Verbe - Intelligence Amplification for macOS

Inspiration

Two observations collided:

1. The friction problem is real. A New York Times study found that 25% of ChatGPT usage is just translation and typo fixes. Micro-tasks. But for a micro-task, the workflow is broken: open a tab, copy text, paste into chat, wait, copy result, switch back, paste. That's 7 steps for a 2-second task. Most people just... don't bother.

2. The AI landscape has a gap. On one side, chatbots - you go to them, you wait, you copy-paste back. It's a detour. On the other side, autonomous agents - they work without you, you discover results later. It's delegation. Neither felt right for how we actually work: fast, contextual, in control.

We wanted something different. Not an app you open. Not a bot you talk to. A layer - always there, always ready, always instant.

The term "Intelligence Amplification" was coined by Douglas Engelbart in 1962. He imagined technology that extends human capability rather than replacing it.

Sixty years later, that vision is still being actively debated in product choices. Much of the current momentum is pushing toward autonomous agents - systems designed to act on behalf of users, outside their immediate flow. Tools like OpenClaw, Claude CoWork, and OpenAI Frontier frame AI as a delegated collaborator: you hand off work, and check back later. Powerful, but fundamentally asynchronous and detached from the moment of action.

At the same time, a different signal is emerging. Recently, the Chrome Built-in AI team at Google presented WebMCP, a set of early preview APIs that let websites expose explicit, real-time actions to AI systems. Instead of agents guessing how to operate an interface, sites can declaratively define what can be done - while the user is present, in the browser, inside the workflow.

In parallel, AG-UI explores a similar direction: standardizing how AI systems and user interfaces communicate in real time, at the interaction layer. Not backend orchestration, not long-running delegation - but AI operating directly alongside the human, responding to what's on screen, in context.
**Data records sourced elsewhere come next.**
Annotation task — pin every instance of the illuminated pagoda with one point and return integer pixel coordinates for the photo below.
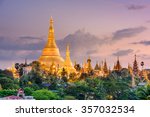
(50, 54)
(117, 67)
(135, 67)
(105, 69)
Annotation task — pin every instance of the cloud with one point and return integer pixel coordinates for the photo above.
(135, 7)
(23, 43)
(82, 44)
(128, 32)
(122, 52)
(90, 52)
(146, 43)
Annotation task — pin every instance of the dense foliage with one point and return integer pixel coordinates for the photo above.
(42, 86)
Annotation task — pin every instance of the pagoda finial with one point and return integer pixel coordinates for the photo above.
(68, 48)
(135, 56)
(118, 58)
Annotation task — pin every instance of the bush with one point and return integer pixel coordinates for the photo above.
(4, 93)
(45, 94)
(28, 91)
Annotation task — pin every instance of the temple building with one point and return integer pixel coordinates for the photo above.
(135, 67)
(117, 66)
(51, 59)
(50, 54)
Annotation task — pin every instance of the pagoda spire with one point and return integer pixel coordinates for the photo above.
(51, 37)
(118, 66)
(135, 66)
(105, 69)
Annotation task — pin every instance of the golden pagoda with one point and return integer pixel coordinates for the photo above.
(50, 54)
(118, 66)
(68, 64)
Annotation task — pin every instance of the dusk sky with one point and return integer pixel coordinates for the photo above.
(101, 29)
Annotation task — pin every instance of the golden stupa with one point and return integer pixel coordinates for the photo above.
(50, 53)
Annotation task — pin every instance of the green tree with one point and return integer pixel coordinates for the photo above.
(8, 83)
(143, 92)
(45, 94)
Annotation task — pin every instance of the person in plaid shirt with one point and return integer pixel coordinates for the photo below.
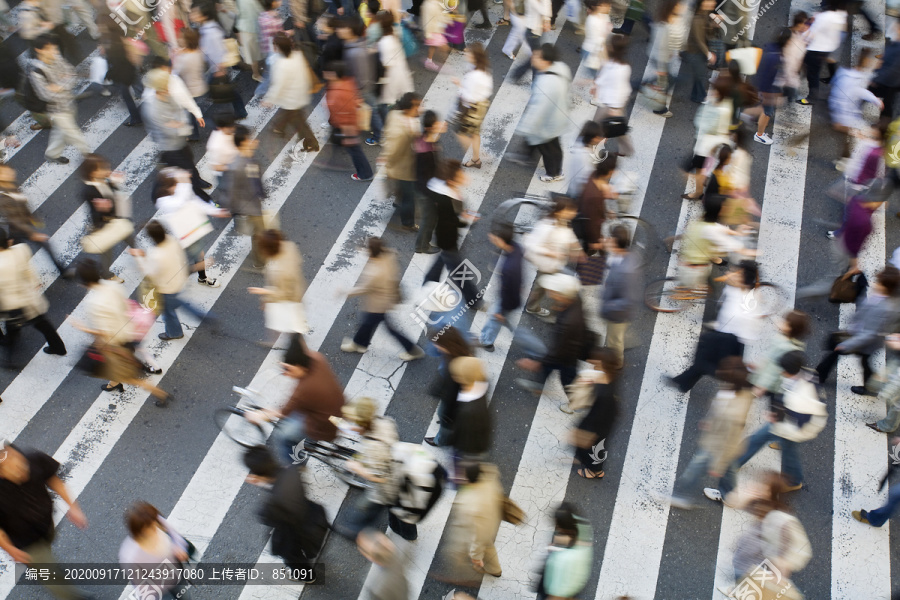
(270, 25)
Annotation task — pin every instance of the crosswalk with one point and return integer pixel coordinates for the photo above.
(116, 448)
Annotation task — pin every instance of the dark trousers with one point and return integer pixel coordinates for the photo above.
(370, 322)
(826, 365)
(297, 118)
(712, 347)
(42, 324)
(813, 63)
(552, 154)
(183, 159)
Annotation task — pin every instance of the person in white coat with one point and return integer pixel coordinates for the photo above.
(289, 91)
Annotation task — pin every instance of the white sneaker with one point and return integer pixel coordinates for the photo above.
(415, 354)
(348, 345)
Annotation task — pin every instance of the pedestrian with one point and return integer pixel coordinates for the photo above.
(389, 579)
(549, 247)
(401, 130)
(802, 419)
(591, 436)
(379, 285)
(475, 90)
(428, 159)
(187, 217)
(166, 266)
(510, 297)
(721, 432)
(241, 190)
(21, 300)
(151, 551)
(344, 103)
(873, 319)
(621, 295)
(476, 516)
(571, 340)
(26, 511)
(169, 128)
(546, 116)
(53, 80)
(289, 91)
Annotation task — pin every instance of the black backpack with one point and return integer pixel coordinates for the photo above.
(27, 97)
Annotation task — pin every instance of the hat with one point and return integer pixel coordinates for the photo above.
(466, 370)
(158, 80)
(561, 283)
(361, 411)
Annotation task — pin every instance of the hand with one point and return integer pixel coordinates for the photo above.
(77, 517)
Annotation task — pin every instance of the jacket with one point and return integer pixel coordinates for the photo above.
(568, 339)
(805, 415)
(241, 187)
(400, 132)
(379, 284)
(19, 285)
(622, 289)
(547, 113)
(290, 82)
(446, 230)
(511, 279)
(284, 274)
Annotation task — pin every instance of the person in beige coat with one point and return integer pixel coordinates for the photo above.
(478, 512)
(379, 286)
(21, 300)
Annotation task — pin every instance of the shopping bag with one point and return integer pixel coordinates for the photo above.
(286, 317)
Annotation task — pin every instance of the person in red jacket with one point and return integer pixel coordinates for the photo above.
(343, 102)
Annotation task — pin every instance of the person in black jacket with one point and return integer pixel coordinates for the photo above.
(571, 338)
(510, 297)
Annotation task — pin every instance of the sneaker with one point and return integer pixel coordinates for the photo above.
(415, 354)
(713, 494)
(348, 345)
(552, 178)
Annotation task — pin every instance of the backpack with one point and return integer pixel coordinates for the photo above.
(420, 480)
(26, 95)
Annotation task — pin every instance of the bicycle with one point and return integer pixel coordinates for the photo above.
(247, 432)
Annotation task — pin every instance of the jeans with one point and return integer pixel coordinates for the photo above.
(406, 198)
(171, 302)
(879, 516)
(370, 322)
(529, 343)
(790, 458)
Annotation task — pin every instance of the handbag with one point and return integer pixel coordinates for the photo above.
(286, 317)
(107, 236)
(512, 512)
(847, 290)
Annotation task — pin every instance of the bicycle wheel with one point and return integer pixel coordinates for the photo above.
(666, 296)
(232, 422)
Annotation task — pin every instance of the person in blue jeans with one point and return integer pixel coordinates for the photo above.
(510, 298)
(801, 419)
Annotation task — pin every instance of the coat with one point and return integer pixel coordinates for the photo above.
(379, 284)
(547, 113)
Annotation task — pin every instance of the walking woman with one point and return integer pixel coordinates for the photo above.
(379, 286)
(475, 91)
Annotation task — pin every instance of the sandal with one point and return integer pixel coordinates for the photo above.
(588, 474)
Together, these signals point to a clear tension in the landscape: delegation versus amplification. AI that works instead of you - versus AI that works with you, at the moment work is happening.
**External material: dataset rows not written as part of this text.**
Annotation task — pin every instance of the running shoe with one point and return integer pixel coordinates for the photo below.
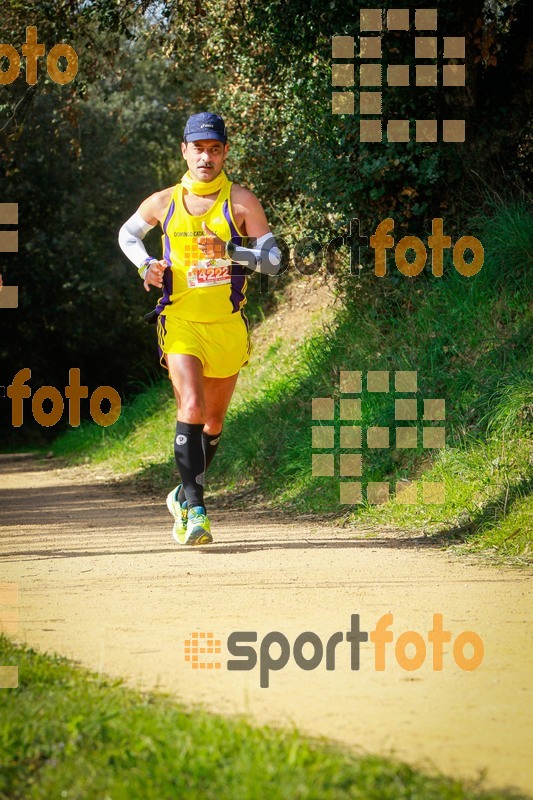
(198, 527)
(179, 512)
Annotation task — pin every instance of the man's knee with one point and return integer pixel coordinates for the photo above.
(213, 424)
(191, 409)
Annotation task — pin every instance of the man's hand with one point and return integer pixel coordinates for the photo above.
(210, 244)
(154, 276)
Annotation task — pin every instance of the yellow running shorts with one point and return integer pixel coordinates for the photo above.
(223, 346)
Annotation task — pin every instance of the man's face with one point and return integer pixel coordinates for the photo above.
(205, 158)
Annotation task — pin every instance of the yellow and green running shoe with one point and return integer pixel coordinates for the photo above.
(179, 512)
(198, 527)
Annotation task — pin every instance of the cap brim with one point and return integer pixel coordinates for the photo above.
(196, 137)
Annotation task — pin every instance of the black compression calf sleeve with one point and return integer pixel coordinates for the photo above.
(210, 444)
(190, 460)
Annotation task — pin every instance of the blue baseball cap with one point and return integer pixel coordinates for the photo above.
(205, 126)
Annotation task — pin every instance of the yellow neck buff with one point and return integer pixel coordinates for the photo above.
(201, 187)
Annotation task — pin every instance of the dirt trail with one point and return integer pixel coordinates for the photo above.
(101, 581)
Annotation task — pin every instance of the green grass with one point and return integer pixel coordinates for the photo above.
(469, 339)
(69, 733)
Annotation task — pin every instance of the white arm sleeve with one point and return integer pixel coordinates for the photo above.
(264, 257)
(130, 239)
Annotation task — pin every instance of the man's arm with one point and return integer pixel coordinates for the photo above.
(131, 234)
(264, 255)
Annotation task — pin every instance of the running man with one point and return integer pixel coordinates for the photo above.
(201, 327)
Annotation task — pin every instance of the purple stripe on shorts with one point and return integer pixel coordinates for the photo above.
(163, 322)
(238, 276)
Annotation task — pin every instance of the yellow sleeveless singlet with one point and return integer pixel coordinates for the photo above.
(196, 288)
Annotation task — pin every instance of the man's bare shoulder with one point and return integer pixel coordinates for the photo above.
(153, 208)
(241, 196)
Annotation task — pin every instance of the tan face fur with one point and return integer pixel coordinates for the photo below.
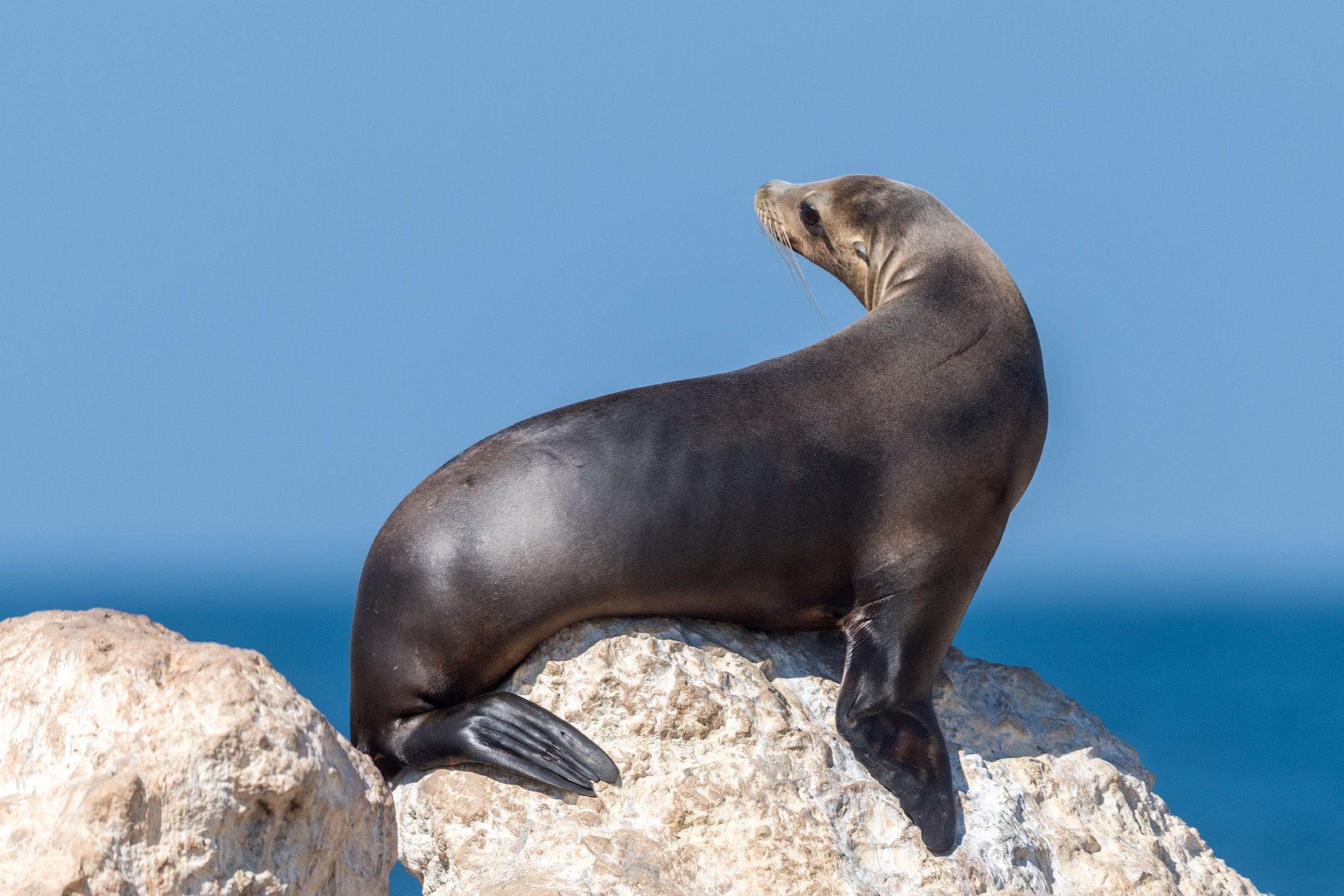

Verbe takes a clear stance. Not an agent you send away, but the ambition to be the intelligence layer that stays with you - instant, contextual, and under your control - extending human capability exactly where attention and decisions already live. Bring this augmentation down to the operating-system level, unifying context across apps into a single, user-centric layer, for real-time assistance and instant feedback by amplifying the human at work, rather than replacing them.

intelligence-amplification-schema

What it does

Verbe is an intelligence layer that sits on top of macOS. It works in any app - Mail, Slack, Figma, Chrome, Notion, WhatsApp, VS Code - with the same two gestures:

Cmd+Opt → Text input (use shortcut or type what you want)
Fn → Voice command (say what you want)
Fn+Shift → Live conversation (conversation with Gemini)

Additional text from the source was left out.